I intend to rip and catalogue the lot which is gonna take me ages.

I have tried various ripping software and have noticed quite a difference in the speed of ripping. This is gonna be an important factor given the amount of ripping that I am facing.

Has anyone any recommendations for ripping software that is quick?

PC is an oldish AMD Athlon XP 3.2gHz.

Roger


----------



## Running_man (Dec 2, 2005)

I've just converted all of my CD collection to data using iTunes. It looks to the internet to download all the track names and in most cases can get the album artwork too. I ripped mine using Apple's default compression but you can set it to rip to MP3 if you want. Apparently, ripping at 128kb using Apples takes up less filespace than MP3 and it's supposed to be better quality.
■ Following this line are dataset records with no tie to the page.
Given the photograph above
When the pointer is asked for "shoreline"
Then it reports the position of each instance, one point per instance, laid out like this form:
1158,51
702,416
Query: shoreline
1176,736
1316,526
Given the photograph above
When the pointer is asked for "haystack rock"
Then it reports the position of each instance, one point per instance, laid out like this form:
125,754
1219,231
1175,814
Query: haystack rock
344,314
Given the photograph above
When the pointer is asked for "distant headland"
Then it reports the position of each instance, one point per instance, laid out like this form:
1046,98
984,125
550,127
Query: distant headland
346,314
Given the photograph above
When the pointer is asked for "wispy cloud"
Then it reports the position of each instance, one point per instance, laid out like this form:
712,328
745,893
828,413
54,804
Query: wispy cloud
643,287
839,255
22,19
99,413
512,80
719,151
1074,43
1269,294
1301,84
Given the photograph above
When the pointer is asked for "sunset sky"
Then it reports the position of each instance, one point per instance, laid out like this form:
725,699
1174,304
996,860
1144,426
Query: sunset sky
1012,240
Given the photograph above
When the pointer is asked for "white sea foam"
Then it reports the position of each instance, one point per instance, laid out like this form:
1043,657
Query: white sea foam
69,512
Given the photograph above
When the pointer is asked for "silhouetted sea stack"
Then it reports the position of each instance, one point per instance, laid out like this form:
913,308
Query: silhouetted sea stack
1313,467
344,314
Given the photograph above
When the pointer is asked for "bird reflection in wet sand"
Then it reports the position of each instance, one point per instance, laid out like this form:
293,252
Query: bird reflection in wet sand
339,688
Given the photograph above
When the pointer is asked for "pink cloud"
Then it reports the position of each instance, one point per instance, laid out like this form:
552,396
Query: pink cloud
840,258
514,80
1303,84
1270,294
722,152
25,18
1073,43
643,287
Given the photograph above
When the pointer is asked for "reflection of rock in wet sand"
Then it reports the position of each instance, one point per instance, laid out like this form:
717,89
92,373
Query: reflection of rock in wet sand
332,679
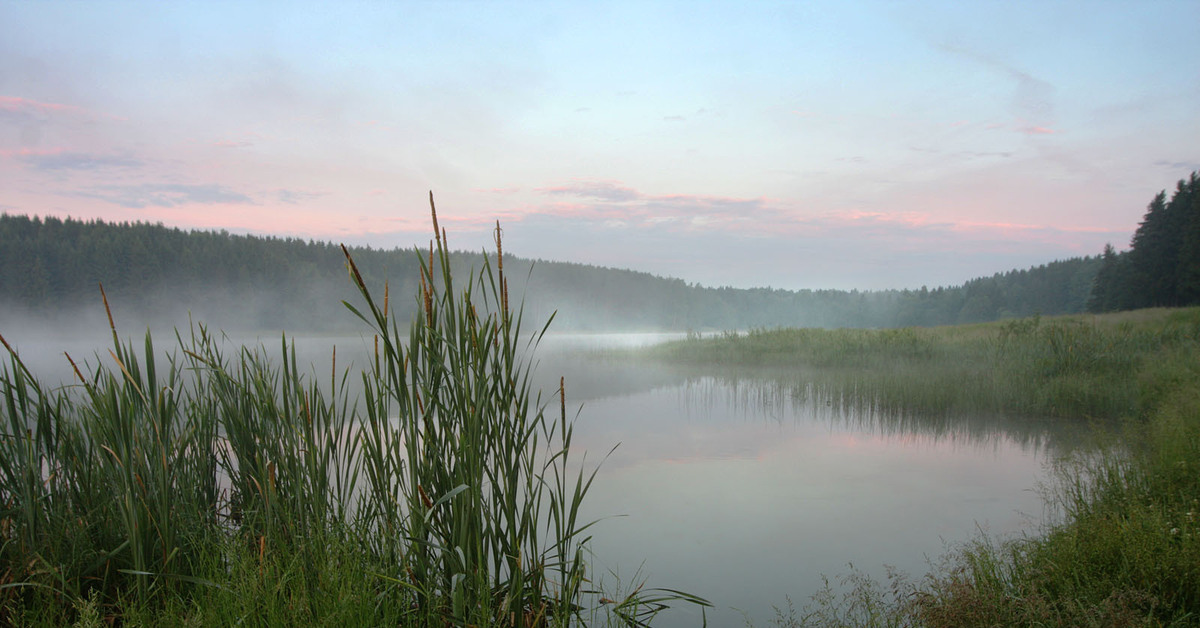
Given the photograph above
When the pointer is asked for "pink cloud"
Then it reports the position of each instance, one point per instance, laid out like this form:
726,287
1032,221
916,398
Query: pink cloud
16,103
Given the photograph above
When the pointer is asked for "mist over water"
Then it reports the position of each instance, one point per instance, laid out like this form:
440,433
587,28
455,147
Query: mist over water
743,486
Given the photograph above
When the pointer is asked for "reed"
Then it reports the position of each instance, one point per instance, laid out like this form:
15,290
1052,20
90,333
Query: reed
437,486
1125,544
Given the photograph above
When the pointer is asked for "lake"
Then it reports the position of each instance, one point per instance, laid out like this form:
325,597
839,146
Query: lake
744,486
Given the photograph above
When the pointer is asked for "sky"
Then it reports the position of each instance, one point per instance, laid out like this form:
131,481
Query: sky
841,144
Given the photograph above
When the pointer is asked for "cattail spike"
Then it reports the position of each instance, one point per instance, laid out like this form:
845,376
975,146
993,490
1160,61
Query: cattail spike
433,211
108,311
353,267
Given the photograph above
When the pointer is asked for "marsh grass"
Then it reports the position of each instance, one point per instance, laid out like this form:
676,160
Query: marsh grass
435,488
1125,546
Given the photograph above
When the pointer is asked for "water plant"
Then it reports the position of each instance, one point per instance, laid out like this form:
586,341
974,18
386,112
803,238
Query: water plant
433,488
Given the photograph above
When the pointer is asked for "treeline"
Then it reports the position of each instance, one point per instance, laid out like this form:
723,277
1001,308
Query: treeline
1162,268
255,282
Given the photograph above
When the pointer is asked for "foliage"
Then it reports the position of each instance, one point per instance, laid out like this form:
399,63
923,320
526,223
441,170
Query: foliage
1125,549
192,489
1163,265
269,283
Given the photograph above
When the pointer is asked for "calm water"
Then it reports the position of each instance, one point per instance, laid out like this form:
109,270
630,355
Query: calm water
744,489
736,488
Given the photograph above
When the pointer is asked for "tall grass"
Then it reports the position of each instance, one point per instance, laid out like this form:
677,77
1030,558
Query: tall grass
1125,549
1080,368
435,488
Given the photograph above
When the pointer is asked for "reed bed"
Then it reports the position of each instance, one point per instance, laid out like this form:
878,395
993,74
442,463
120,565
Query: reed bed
1125,548
192,488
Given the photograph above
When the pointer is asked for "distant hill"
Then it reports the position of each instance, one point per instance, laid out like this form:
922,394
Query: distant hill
52,265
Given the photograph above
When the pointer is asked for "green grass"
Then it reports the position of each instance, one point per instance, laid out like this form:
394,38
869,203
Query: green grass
193,488
1125,549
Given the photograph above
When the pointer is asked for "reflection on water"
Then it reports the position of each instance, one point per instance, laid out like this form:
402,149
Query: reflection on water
745,490
745,486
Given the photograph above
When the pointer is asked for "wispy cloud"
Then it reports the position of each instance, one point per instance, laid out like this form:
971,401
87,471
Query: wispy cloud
166,195
63,161
23,109
610,191
233,143
294,197
1032,97
27,107
1189,166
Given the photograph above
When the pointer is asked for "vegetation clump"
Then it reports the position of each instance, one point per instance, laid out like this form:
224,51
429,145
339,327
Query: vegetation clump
204,490
1125,546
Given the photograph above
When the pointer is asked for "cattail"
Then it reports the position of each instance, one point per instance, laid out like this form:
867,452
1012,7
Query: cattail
499,267
353,267
425,498
433,211
79,375
108,311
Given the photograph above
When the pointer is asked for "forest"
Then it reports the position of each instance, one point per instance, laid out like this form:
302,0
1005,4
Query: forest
249,282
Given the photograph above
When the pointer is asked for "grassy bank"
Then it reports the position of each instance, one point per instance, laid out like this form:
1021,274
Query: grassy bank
198,488
1126,550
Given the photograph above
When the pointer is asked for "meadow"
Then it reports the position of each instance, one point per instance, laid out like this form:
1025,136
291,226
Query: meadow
1123,548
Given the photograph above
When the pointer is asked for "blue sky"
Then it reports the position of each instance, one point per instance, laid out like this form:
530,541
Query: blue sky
786,144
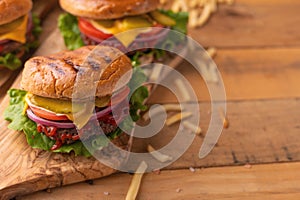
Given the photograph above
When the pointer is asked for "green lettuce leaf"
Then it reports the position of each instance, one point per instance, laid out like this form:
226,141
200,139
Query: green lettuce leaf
20,122
37,29
181,19
10,61
141,93
68,26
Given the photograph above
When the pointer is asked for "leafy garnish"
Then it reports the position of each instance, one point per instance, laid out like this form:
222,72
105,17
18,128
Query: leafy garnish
68,26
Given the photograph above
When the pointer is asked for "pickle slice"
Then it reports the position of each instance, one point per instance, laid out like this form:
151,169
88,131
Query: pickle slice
64,106
135,22
162,18
4,28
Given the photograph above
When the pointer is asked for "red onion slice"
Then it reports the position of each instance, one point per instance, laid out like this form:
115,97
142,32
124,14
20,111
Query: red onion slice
46,122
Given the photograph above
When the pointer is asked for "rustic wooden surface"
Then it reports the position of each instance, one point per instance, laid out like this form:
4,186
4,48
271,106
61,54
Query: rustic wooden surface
258,56
274,181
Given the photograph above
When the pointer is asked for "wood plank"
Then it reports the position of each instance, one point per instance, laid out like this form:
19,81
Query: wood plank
255,23
273,181
262,131
248,74
27,170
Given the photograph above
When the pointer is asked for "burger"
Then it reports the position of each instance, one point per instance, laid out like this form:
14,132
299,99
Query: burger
103,21
19,30
46,108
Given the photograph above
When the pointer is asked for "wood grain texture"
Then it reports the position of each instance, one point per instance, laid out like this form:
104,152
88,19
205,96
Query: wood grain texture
261,131
248,74
255,23
273,181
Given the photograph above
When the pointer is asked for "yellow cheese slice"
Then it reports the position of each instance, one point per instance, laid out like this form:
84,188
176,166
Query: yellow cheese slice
19,34
117,30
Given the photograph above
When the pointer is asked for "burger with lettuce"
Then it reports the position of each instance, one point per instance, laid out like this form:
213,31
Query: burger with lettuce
101,21
18,32
46,109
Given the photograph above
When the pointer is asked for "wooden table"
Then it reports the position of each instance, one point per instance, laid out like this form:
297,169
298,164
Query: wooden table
258,156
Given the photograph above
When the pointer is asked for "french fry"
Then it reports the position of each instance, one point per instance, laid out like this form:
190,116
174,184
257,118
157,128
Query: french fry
204,15
183,90
196,129
213,5
172,107
193,21
136,181
177,117
168,107
193,3
211,52
179,5
158,155
225,119
163,2
156,72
You can get a USB turntable that converts your vinyl to data and then drag it into your playlist.

The organisation of your music can be randomised or you can create your own playlists. I now have my laptop connected to the amplifier and can select the track I want at the click of a mouse. I've used loads of different music player software over the years and IMO, none compare to iTunes.

Andrew.


----------



## limey (Aug 24, 2006)

Roger,

I quite agree with Andrew, although others WILL be along to say nay.

I have used Musicmatch, Windows Media Player, etc. and IMO iTunes just makes the whole experience easier. Of course I have an iPod, so that is a big part of it. The playlist feature is great, for example, play 25 random songs from a specific genre.
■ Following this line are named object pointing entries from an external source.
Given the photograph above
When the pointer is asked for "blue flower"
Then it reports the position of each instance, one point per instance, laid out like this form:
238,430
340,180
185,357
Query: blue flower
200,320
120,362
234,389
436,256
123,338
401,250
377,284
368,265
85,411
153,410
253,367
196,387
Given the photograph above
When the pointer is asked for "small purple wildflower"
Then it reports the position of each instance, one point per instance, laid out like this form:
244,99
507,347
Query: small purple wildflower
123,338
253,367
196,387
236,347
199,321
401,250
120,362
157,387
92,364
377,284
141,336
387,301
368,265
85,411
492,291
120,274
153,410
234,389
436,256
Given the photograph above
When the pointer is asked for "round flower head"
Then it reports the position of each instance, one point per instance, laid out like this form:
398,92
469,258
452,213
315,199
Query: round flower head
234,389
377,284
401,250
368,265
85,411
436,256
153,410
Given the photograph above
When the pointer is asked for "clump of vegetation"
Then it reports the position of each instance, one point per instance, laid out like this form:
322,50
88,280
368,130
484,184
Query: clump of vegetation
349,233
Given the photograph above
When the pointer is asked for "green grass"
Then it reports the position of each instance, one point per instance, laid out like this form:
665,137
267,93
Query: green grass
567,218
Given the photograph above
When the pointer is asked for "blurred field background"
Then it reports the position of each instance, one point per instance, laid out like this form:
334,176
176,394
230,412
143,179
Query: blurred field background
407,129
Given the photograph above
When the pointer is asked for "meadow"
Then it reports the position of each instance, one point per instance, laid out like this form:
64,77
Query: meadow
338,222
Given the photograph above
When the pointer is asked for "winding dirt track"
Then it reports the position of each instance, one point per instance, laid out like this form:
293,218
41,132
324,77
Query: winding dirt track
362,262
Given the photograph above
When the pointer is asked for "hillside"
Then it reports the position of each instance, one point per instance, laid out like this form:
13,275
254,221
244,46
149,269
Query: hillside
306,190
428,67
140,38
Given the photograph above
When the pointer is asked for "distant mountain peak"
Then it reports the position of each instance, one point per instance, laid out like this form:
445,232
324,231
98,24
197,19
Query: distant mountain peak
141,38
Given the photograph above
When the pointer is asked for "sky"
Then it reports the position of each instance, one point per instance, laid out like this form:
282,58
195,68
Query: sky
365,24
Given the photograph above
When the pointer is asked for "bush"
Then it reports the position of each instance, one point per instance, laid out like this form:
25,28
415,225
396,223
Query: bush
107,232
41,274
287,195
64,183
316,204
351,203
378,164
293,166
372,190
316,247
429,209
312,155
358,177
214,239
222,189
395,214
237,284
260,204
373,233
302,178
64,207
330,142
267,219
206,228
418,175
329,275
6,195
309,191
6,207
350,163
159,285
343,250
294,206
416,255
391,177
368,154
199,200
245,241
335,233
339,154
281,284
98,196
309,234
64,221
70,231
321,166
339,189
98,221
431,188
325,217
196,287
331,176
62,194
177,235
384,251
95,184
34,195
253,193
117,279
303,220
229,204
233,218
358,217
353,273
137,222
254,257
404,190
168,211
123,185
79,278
I did make a conscious decision to use MP3 as my format of choice. This is so that I can move the files if need be, or if I ever decide to switch to a different player.

We talked about this before Christmas, hooking up a turntable to a pre-amp then to the PC, or a USB turntable. I am going to try and get someone I know to do it for me







Save me a lot of time, and I'll give him the vinyl when it's done. He has a CD recorder he hooks up to his DJ mixer, so he can just play the track or 12" and we have it on CD, unknown format, though, probably WAV.
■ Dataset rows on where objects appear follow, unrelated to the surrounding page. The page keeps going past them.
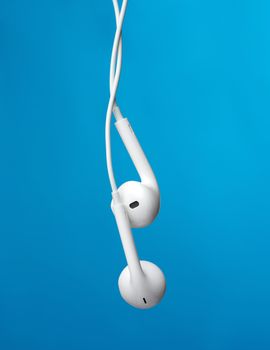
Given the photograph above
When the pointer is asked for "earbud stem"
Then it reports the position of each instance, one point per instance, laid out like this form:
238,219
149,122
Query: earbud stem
126,237
136,153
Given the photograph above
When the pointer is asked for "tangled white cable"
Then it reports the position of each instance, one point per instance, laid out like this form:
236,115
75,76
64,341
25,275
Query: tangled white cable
115,72
135,203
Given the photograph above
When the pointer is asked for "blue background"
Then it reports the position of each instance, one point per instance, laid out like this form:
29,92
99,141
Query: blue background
196,87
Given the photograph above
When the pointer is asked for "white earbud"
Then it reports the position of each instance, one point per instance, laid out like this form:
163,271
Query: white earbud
141,284
134,204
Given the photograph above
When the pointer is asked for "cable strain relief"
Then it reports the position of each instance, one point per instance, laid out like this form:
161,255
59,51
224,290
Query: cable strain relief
117,113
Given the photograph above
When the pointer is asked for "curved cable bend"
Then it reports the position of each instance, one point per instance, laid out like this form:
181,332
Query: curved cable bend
115,71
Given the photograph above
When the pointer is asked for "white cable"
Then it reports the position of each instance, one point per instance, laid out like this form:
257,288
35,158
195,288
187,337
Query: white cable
115,71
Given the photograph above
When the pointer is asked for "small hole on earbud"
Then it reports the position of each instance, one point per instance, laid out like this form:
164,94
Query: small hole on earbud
134,205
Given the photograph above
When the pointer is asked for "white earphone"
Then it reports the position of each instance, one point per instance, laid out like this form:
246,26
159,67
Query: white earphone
134,204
My entire CD collection is in storage. As is my vinyl, but that's 80% crap, and 0% on my iPod.









What I need to do is get my DVD collection on the PC.... and I have tried but didn't want to fork out $100 for software and not have it work. Ideally I want to watch my DVD's on the iPod. Anybody done this? [sorry, Roger, don't want to hijack your thread]


----------



## nursegladys (Aug 4, 2006)

There is one turntable to USB device on the market now going for under Â£110, I'm not up to speed on other methods of ripping external sources, good luck with all that tho


----------



## Running_man (Dec 2, 2005)

You can get the USB turntable at Maplin:

It's PC and Mac compatible and it comes with all the software to rip your vinyl.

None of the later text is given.